WASHINGTON, D.C. — Feeding the world’s population is a big challenge, and it’s about to get bigger. Right now, a little more than 7.3 billion people share the planet. Most nights, many go to bed hungry. By 2050, some scientists estimate, the world’s population may reach 9 billion. Earth’s changing climate will probably make feeding this far greater number a very daunting task. That was the conclusion of several scientists here, February 12, at the annual meeting of the American Association for the Advancement of Science (AAAS).
Just three crops — wheat, rice and maize (commonly known as corn) — provide more than two-thirds of the calories that people consume. Such cereals, and a small number of other important crops, come from farming regions sometimes referred to as “breadbaskets.” These fertile areas often occupy relatively small portions of the globe, says Tim Benton. He works at the University of Leeds in England. As a population ecologist, he studies how changes in the environment influence such things as the numbers of species in an ecosystem.

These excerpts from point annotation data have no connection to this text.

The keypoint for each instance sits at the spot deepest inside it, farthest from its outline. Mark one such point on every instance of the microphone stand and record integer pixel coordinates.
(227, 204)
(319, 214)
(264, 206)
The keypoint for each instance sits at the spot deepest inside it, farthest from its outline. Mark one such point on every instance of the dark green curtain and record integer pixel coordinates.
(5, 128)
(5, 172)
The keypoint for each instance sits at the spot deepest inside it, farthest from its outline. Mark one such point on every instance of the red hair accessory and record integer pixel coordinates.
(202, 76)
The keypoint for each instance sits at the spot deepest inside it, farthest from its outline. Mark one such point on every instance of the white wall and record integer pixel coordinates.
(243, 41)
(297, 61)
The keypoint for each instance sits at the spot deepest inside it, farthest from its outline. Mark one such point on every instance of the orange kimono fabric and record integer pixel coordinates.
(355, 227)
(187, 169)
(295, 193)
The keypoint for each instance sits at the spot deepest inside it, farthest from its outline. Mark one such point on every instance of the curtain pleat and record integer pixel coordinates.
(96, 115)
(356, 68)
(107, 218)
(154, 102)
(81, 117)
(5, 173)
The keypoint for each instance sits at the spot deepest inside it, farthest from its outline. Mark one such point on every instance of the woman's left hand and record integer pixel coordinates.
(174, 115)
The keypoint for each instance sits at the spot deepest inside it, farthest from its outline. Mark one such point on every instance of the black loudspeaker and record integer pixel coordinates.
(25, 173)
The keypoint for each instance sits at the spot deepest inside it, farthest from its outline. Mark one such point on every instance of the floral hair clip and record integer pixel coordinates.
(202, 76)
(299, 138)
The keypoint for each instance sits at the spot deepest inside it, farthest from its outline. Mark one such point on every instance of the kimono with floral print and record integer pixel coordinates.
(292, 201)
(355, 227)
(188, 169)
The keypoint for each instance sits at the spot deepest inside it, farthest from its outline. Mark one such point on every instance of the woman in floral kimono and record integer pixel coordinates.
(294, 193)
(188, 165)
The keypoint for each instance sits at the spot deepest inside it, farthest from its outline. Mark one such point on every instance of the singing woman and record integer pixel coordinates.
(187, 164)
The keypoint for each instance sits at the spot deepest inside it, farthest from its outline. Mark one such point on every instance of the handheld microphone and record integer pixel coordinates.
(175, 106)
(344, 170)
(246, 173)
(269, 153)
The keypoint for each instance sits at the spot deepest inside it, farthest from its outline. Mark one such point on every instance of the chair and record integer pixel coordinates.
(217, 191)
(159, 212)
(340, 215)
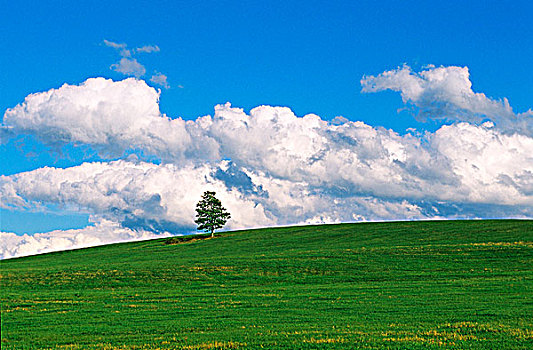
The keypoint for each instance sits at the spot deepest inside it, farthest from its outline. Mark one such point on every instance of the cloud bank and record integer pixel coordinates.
(271, 167)
(129, 66)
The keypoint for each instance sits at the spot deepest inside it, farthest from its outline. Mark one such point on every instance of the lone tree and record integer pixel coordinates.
(210, 214)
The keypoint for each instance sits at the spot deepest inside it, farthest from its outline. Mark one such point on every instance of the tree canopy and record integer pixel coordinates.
(210, 214)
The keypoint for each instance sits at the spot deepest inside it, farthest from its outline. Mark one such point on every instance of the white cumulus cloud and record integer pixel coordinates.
(129, 66)
(446, 93)
(103, 232)
(270, 166)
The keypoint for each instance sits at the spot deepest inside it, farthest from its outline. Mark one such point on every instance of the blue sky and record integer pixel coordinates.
(309, 56)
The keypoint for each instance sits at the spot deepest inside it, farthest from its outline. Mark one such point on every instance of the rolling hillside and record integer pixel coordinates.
(449, 284)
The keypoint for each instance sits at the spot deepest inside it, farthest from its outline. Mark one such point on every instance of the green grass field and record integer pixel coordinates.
(403, 285)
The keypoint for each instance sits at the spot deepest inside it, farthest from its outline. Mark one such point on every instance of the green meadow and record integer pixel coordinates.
(398, 285)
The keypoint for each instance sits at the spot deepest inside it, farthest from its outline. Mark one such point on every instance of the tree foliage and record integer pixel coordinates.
(210, 214)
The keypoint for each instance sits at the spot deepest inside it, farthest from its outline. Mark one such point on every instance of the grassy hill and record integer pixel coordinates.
(418, 285)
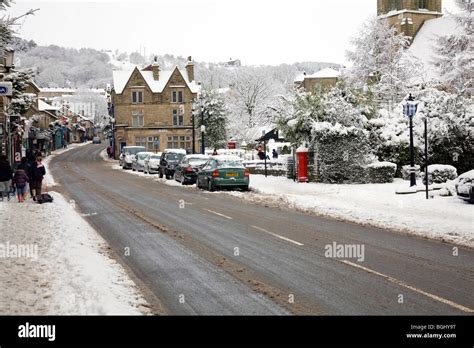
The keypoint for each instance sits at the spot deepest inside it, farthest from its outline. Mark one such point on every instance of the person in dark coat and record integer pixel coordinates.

The relatively small size of the world’s breadbaskets can make them vulnerable to bad weather, says Benton. Events such as widespread flooding or extended heat waves can be devastating. That’s especially true if the bad weather occurs when a crop is young, fruiting or approaching harvest.
Worse than bad weather in one of these areas would be crop-crippling weather in two or more, says Joshua Elliott. He's an environmental scientist at the Computation Institute in Chicago, Ill. (This is a program of the University of Chicago and nearby Argonne National Laboratory.) Elliott is an expert in using computer models to simulate the effects of weather and climate change.
Big crop failures in two or more breadbaskets could lead to what researchers call a “food shock,” he notes. An overall shortage of food might result. Afterward, some nations would likely restrict the sale to other countries of some foods that are now in short supply. And this could quickly worsen the effects of the food shortage, says Elliott, as many nations had to find new sources of these crops.
Extreme food shocks used to happen perhaps once every century. Put another way, that’s only about once in every four generations of people. But climate change is boosting the risk that new food shocks will emerge, Elliott notes. Many studies suggest that as the climate warms, high and low temperatures will become more extreme. Also, weather may become more variable from one year to the next. That would be make it more difficult for farmers. They depend on predictable temperatures and rainfall.
Some climate studies now predict that by 2050, food shocks could occur about once every 30 years. In other words, a person born in the middle of the current century might live through two or three extreme food shocks during their lifetime. By comparison, someone born in 1950 would have seen one or none.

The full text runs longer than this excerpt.